The meaning of the Declaration is still disputed in Russian historiography. In 1917 the Bolshevist thinking was still largely idealistic, dominated by vague ideas of "universal happiness". Also, at that moment Bolsheviks believed that the World revolution was imminent, so they did not care much about loss of territories. However, in the Western literature, it is often argued that in fact Lenin and Stalin agreed to capture mostly the territories they had no sovereignty over since Russia had lost them to Central Powers in 1915 and 1916. Many historians suggest that the purpose of the document was to limit the public dissent after Russia lost most of its western areas to the advancing German Empire and try to complicate the matters behind the front lines.
The declaration was an attempt to rally some ethnic non-Russians behind the Bolsheviks. Latvian riflemen were important supporters of Bolsheviks in the early days of Russian Civil War and Latvian historians recognize the promise of sovereignty as an important reason for that. The anti-revolutionary White Russians did not support self-determination and, as a result, few Latvians fought on the side of the White movement. Intended or not, the declaration's provided right to secede was soon exercised by the nations in the western parts of the former Russian Empire, part of which had already been under German army's rather than Moscow's control. After the collapse of the Central Powers in late 1918, however, Soviet Russia began attempting to establish Soviet power in as many states as possible. In 1918, the Red Army launched a military campaign in the west, invading and occupying Belarus and then advancing against the three Baltic states. In January 1919 the Red Army invaded Ukraine and in July 1920 invaded Poland.
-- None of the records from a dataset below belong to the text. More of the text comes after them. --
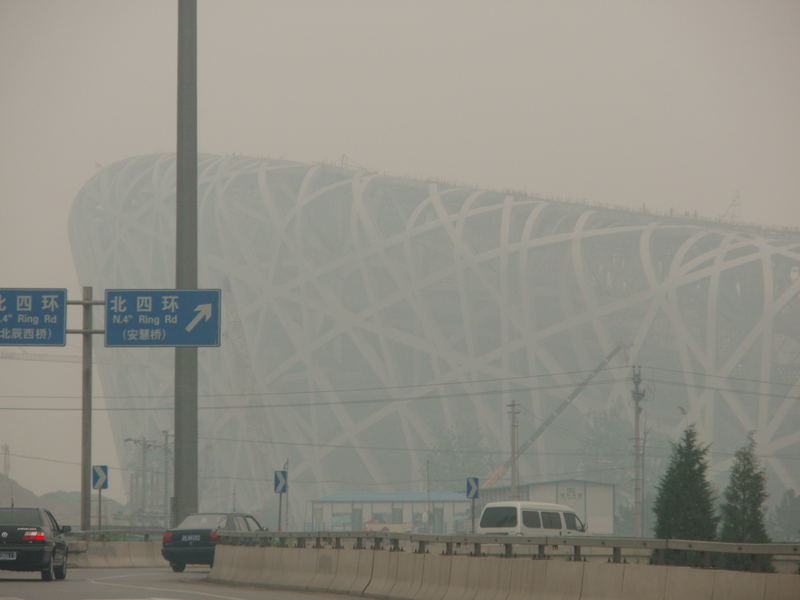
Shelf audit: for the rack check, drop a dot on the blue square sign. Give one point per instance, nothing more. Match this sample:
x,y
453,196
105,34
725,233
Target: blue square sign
x,y
33,317
162,318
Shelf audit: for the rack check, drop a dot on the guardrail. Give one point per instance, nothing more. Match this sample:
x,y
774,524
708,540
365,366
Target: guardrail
x,y
509,545
121,535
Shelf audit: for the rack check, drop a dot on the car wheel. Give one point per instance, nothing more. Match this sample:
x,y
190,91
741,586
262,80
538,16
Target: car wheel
x,y
61,572
48,573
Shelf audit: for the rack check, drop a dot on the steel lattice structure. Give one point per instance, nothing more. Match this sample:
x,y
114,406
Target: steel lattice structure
x,y
344,289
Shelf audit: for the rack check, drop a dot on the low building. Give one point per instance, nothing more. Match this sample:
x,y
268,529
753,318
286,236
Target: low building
x,y
405,512
592,501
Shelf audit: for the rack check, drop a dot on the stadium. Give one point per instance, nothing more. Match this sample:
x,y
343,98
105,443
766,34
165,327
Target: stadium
x,y
373,325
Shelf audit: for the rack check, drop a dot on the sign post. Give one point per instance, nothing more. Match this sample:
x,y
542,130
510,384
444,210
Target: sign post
x,y
100,482
473,487
281,487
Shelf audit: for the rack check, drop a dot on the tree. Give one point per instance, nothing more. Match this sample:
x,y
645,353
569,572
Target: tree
x,y
743,509
684,507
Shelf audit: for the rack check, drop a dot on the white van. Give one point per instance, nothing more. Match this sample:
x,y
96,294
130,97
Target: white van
x,y
513,517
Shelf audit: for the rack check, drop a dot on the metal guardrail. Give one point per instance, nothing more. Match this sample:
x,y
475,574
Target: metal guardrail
x,y
421,543
507,545
108,535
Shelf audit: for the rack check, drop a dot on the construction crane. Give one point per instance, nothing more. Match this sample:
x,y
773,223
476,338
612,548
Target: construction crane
x,y
546,423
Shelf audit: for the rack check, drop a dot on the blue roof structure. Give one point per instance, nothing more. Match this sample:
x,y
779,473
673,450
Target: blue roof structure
x,y
393,497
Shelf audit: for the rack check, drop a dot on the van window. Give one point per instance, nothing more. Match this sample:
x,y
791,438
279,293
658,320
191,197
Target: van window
x,y
530,518
551,520
499,516
573,522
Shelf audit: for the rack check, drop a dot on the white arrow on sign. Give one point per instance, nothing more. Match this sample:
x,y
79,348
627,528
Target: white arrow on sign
x,y
203,312
100,477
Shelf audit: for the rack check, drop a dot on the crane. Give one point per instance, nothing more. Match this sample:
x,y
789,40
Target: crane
x,y
498,473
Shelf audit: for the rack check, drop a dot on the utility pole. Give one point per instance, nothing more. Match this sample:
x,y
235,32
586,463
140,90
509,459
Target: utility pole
x,y
428,491
185,427
166,480
638,395
141,486
514,412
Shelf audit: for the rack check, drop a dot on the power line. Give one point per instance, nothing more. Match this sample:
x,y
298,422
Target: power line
x,y
319,392
554,386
In the south, the Red Army invaded the Azerbaijan Democratic Republic in April 1920, then invaded the Republic of Armenia in September, and finally invaded the Democratic Republic of Georgia in early 1921, even though Soviet Russia had nominally agreed to Georgia's independence in the Treaty of Moscow.
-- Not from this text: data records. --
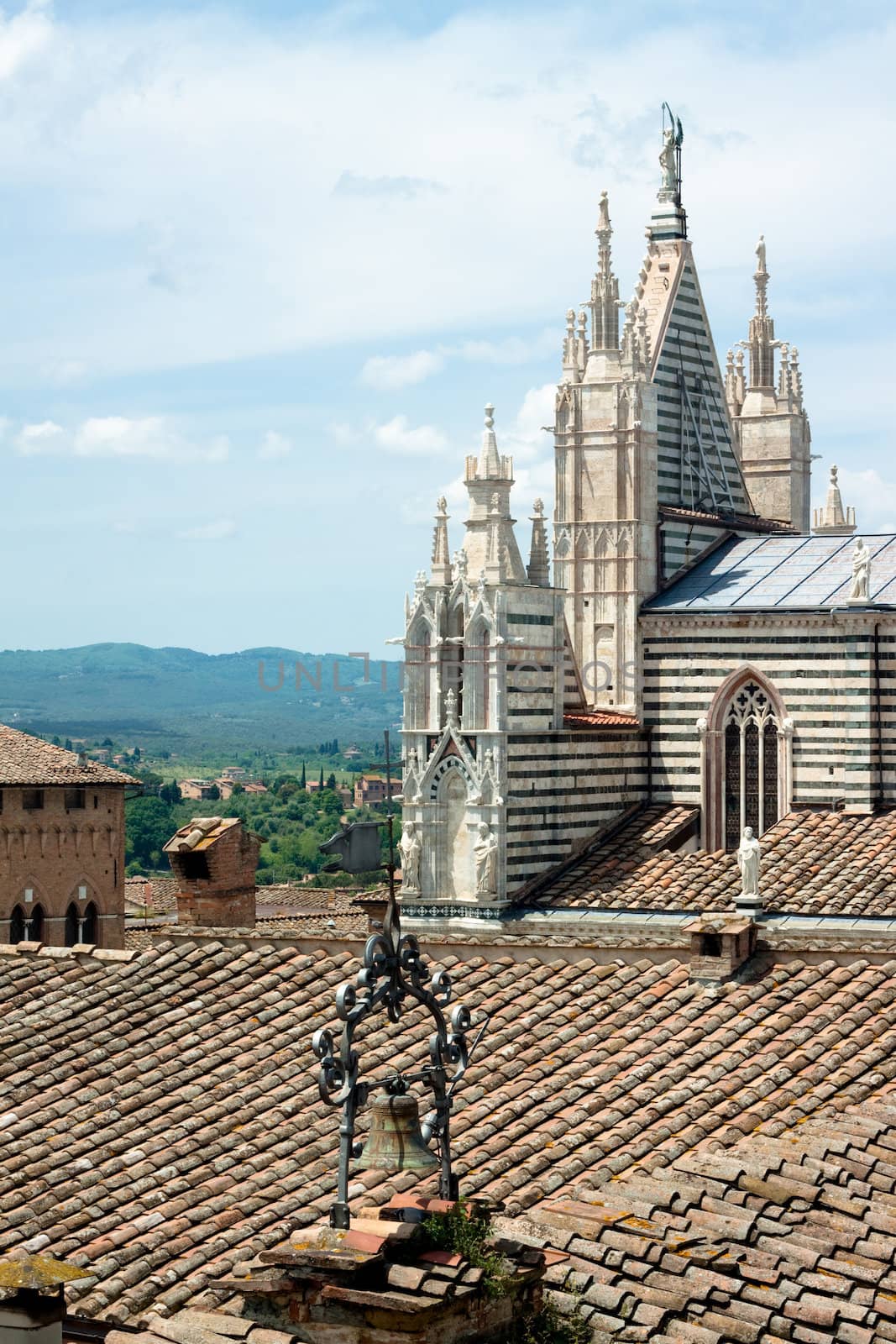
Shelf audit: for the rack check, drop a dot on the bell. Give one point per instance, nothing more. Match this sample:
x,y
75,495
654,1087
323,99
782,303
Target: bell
x,y
396,1142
The following countries declared their independence soon after the Bolsheviks' declaration, establishing themselves as non-Communist states. Although the role the declaration played in their independence movements is doubtful, it eased Soviet Russia's recognition of their independence. Except for Finland, all of these areas were outside of Russian sovereignty following the Austro-German successes in the World War I and were officially ceded in the Treaty of Brest-Litovsk.
Bolsheviks never formally rejected the idea of self-determination, but the Soviet Constitutions (of 1924, 1936 and 1977) limited the right of secession to the constituent republics only.